The brokerage hired about 20 to 25 private bankers from rivals including Deutsche Bank and BNP Paribas this year and plans to add similar numbers in each of the next two to three years, said Rig Karkhanis, head of global markets for Asia excluding Japan. It also aims to recruit as many as 40 people for fixed income in the next 18 months, he said.
Chief executive officer (CEO) Kentaro Okuda’s Asia push comes after his predecessor cut hundreds of jobs around the world to shore up profitability outside of Japan. The move reflects the growing significance of a region where competition for the swelling number of millionaires is heating up and interest rates remain much higher than those of developed economies.
“We see the Asia region as becoming more and more important for the global economy,” Mr Karkhanis said in an interview. “Pretty much all of the West is now operating at zero interest rates, and likely to remain at zero interest rates for a long time. The only high-quality yield, so safe yield as it were, is really in the Asian economies.”
The firm is seeking to add sales staff and traders for private debt, delta one products – a type of derivative that’s tied closely to the underlying asset – and macro business, its biggest revenue generator in the region, he said.
In wealth management, the hires will be for Greater China and South-east Asia, where about half of this year’s additions are based. The bank recently picked up a team from a rival to cover Thailand and Vietnam, Mr Karkhanis said.
Nomura has separately hired about 170 people in China’s mainland for a new securities joint venture that’s initially focusing on wealth.
Mr Okuda, who became CEO in April, unveiled plans this week to recruit relationship managers in the Middle East and Asia excluding Japan, with a goal to boost assets under management there by five times to US$35 billion (S$46.8 billion).
Nomura’s Asia wealth business entered Mr Karkhanis’s orbit in April when the bank moved it to the wholesale division from retail. He is seeking to increase its contribution to global markets revenue to 20 per cent in the next two to three years.
The Asia and Oceania business is now in its seventh year of profits, underpinned by the global markets operation. Pretax income from the region climbed to the highest in five years in the quarter ended September.
Shares of Nomura were little changed on Thursday morning. The stock is down less than 1 per cent this year, having climbed more than 40 per cent from March lows.
Fixed income revenue from Asia excluding Japan jumped to a record in the first half, thanks to market volatility stemming from the coronavirus pandemic, Mr Karkhanis said.
In normal times, the business accounts for about 60 per cent of global markets revenue in the region, followed by equities with 30 per cent and wealth 5-10 per cent, he said.

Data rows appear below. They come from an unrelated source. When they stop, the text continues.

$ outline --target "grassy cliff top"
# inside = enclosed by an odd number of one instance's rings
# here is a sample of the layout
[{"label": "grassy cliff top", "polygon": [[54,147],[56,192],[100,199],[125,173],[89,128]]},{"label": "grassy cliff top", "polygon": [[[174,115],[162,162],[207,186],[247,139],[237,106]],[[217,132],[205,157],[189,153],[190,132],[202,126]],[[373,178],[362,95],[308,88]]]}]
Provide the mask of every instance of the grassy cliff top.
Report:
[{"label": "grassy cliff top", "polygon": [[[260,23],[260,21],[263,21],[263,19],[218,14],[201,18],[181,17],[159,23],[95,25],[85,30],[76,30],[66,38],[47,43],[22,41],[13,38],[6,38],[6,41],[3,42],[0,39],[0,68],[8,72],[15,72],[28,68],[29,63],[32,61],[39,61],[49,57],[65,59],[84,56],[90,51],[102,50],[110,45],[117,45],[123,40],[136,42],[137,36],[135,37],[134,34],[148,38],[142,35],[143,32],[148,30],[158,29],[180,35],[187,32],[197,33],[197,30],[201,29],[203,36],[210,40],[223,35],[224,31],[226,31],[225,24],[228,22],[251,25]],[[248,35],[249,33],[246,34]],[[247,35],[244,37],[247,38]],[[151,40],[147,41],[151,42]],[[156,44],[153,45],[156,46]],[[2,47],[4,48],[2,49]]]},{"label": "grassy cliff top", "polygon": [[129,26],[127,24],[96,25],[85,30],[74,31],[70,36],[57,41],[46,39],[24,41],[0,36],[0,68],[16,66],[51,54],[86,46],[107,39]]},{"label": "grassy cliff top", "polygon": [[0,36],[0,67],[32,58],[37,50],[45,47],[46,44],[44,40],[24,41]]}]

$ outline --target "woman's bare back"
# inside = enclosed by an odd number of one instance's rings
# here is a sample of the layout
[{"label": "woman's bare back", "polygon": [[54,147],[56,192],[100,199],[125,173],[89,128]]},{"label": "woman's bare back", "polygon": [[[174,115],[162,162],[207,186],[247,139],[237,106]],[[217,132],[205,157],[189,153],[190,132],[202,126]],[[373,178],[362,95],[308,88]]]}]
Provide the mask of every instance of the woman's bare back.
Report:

Progress on Nomura’s most recent restructuring plan is giving Mr Okuda some room to expand. The firm has achieved most of the 140 billion yen (S$1.79 billion) in cost cuts under that initiative, which included exiting US high-yield bonds and shrinking trading in Europe.
Having made deep cuts in equities in 2012 and 2013, the firm has been rebuilding its non-cash business in the past two years to about 60 to 80 staff, primarily in derivatives, delta one and prime brokerage, Mr Karkhanis said.
Cash equities became profitable as a standalone operation for the first time this year, and there’s a lot of cross-selling in the prime brokerage, equity products and fixed income space, he added. Headcount for that group has been constant at around 150 to 200 in the past few years, he said.
“We are not in headcount reduction mode” in cash equities, Mr Karkhanis said. “Cutting the business can affect our ability to grow other areas.”